It will take two years to complete a station at a new site

by Susanna Freymark, 04/15/2021, 2 min read

FOR 90 years paramedics have operated from the pale brick building on Centre St in Casino.

Richmond Valley mayor Robert Mustow said he’d been to the station “a few times as a young boy to get stitched up.”

Casino Ambulance Station is 90 years old. Photo: Contributed

All that is about to change after an announcement on Friday about a modern ambulance station to replace it.

State Minister for Health Brad Hazzard joined the mayor, State MP Chris Gulaptis and paramedics at the station to discuss where, how and when the station will be built.

“The next step will be to decide on the best location for the new Casino station and we’ll be guided by ... software that maps Triple Zero calls,” Mr Gulaptis said.

Mr Hazzard acknowledged the blue shirts: “We value our paramedics beyond belief.”
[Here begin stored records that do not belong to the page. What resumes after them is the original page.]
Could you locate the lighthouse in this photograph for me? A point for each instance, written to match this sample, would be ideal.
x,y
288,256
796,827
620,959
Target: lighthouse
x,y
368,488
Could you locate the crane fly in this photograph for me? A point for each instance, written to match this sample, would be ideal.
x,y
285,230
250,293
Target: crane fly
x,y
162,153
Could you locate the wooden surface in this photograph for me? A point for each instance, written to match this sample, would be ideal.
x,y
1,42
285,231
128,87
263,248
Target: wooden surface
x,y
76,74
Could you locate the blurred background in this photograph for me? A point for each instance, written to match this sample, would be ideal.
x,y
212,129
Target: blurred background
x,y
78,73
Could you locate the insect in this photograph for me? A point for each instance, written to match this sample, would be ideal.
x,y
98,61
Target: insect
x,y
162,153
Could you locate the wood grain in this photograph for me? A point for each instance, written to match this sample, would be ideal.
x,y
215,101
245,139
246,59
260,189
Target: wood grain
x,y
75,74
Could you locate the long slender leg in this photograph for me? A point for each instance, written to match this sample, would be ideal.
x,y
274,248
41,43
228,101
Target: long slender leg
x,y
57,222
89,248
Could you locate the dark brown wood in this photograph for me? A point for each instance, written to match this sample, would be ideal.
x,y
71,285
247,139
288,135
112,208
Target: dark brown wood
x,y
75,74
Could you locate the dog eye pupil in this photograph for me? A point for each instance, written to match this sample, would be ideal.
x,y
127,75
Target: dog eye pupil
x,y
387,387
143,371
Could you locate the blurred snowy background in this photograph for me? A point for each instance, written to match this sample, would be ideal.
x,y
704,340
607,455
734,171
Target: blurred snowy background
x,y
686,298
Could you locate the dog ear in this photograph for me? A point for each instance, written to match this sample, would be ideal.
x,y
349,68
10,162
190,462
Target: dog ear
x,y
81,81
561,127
Paramedics and the community will be consulted on the best site for the new station, he said.

Chris Gulaptis, council’s acting general manager Angela Jones, Brad Hazzard and Robert Mustow at Casino Ambulance Station where the announcement was made. Photo: Susanna Freymark

The new base will include the latest technology and will have relaxing areas for paramedics between callouts.

“The intention is to get the land identified as quickly as possible,” Mr Hazzard said.

Paramedic Hayley Hemmings said they had outgrown the station: “The new station will have a lot more infrastructure, new equipment and training spaces”.

Ambulance acting inspector Michael Edwards Hughes said Casino paramedic numbers had grown from five to 19.

The funding comes from the state's $232 million Rural Ambulance Infrastructure Reconfiguration program that is bringing 24 new or upgraded ambulance stations in NSW.

The existing station in Casino will continue while the new station is built over two years.

Keeping Jack's service alive

ON THE grass outside the Casino Ambulance Station is a special flagpole and a plaque in honour of Jack McDonald who drove the ambulance for many years.

McDonald family members are concerned about what will happen to the memorials to Jack when a new station is built.

Jack died in 1948 aged 32. His family were sharefarmers at Wyan near Rappville.

His nephew Tom McDonald said Jack must have left an impression on the community to have flagpole and plaque installed outside the ambulance station.

“My Dad and Jack’s brother Vivian McDonald used to admire and talk about Jack a lot,” Tom said.

“My Dad was a single man just returned from World War II and was a young man when his older brother passed away.”

State MP Chris Gulaptis said that if Jack McDonald had played such a significant role in the history of Casino and the community valued his contribution, the flagpole and plaque should be preserved.

“Their location should be determined by the community and I will do everything possible to ensure they are preserved and relocated if that is what they decide,” he said.